To see so much beauty in what are normally the more monotonous parts of my everyday life is not only a blessing, but it’s a lot of fun. Here, every building is painted a bright yellow or blue or red or pink. Clothes hang on lines outside of every residence on my block, flowing in the wind, just screaming to be photographed. People prepare for the monsoon with rainbow umbrellas as if gunning for a spot on a Bengaluru postcard. Kids play in the quiet side-streets, running barefoot while a stray dog relaxes on its cement throne. The food more often resembles a water-color painting than not, very dissimilar to the food I have grown accustomed to. And the fruit-wagons that occupy my entire route home look like they came straight out of someone’s imagination of what they think India would look like.

A kid with colourful umbrella. Pic: Kate Clark

Those people don’t usually imagine the ugly side of India. The part that kind of makes you want to rip out everyone’s car horns because anytime you approach traffic the ear-piercing sound makes you want to crawl into bed with noise-cancelling headphones and never leave. Or when you have to cover your face with your scarf as you walk past a black spot that for some reason, always seems to have one lost shoe mixed into it. Or when you, while peering out the window of an Uber, pass by dozens, probably hundreds, of families living under tarps/makeshift tents, awakening you from the comfort of your own privilege.
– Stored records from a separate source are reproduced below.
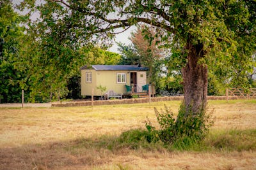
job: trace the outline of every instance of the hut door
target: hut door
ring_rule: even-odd
[[[137,73],[131,72],[131,86],[132,92],[137,92]]]

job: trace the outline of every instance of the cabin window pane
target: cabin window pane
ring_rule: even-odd
[[[126,82],[125,73],[117,73],[117,83],[125,83]]]
[[[92,72],[86,72],[86,83],[92,83]]]

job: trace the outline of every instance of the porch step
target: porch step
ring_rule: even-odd
[[[145,92],[133,93],[132,95],[138,95],[139,98],[149,97],[148,94]]]
[[[139,95],[139,98],[149,97],[148,95]]]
Those parts, as uncomfortable as they may make a foreigner with so little local knowledge and context, are just as much a part of Bengaluru—of India’s identity—as are the sarees, pinches of ginger in cups of tea, sliced mango in the afternoon, or the taste of dosa in the morning. Bengaluru is exposed. Like my classmate and former Citizen Matters intern Holly Thorpe wrote last summer, it is “a city that refuses to be ignored.” Indeed it is. A few walks around Koramangala and you can see up-close and first-hand many of the problems that plague this city as it navigates its way through an intense period of population growth. Everything in Bengaluru, it seems, is out in the open.

The dog. Pic: Kate Clark

My first week here consisted of several semi-long walks to McDonalds or Dunkin Donuts, where I was rescued by somewhat “American” style coffee (I have now learned to love instant coffee, but that’s another story.) Anyway, on all of those mornings, I was captured by yet another juxtaposition of “modernity” (which I put in quotes because it is an incredibly subjective term), or capitalism, depending on how you look at it, and poverty. I would see young men or women racing off to work at HP, or Amazon, or Flipkart, or some start-up, pass by a family with no roof, no electricity, no plumbing. A homeless family living in a hut in Koramangala, which has been dubbed by some “India’s hottest startup neighborhood.”   

Those moments of complete and total polarity—in every sense of the word—construct a part of Bengaluru’s identity. At least, in my very uninformed, brand-new to Bengaluru opinion. Bengaluru is a city caught in the middle of tech-boom, leaving many richer than they were before and leaving many behind. It’s a fascinating, and at times, upsetting dichotomy.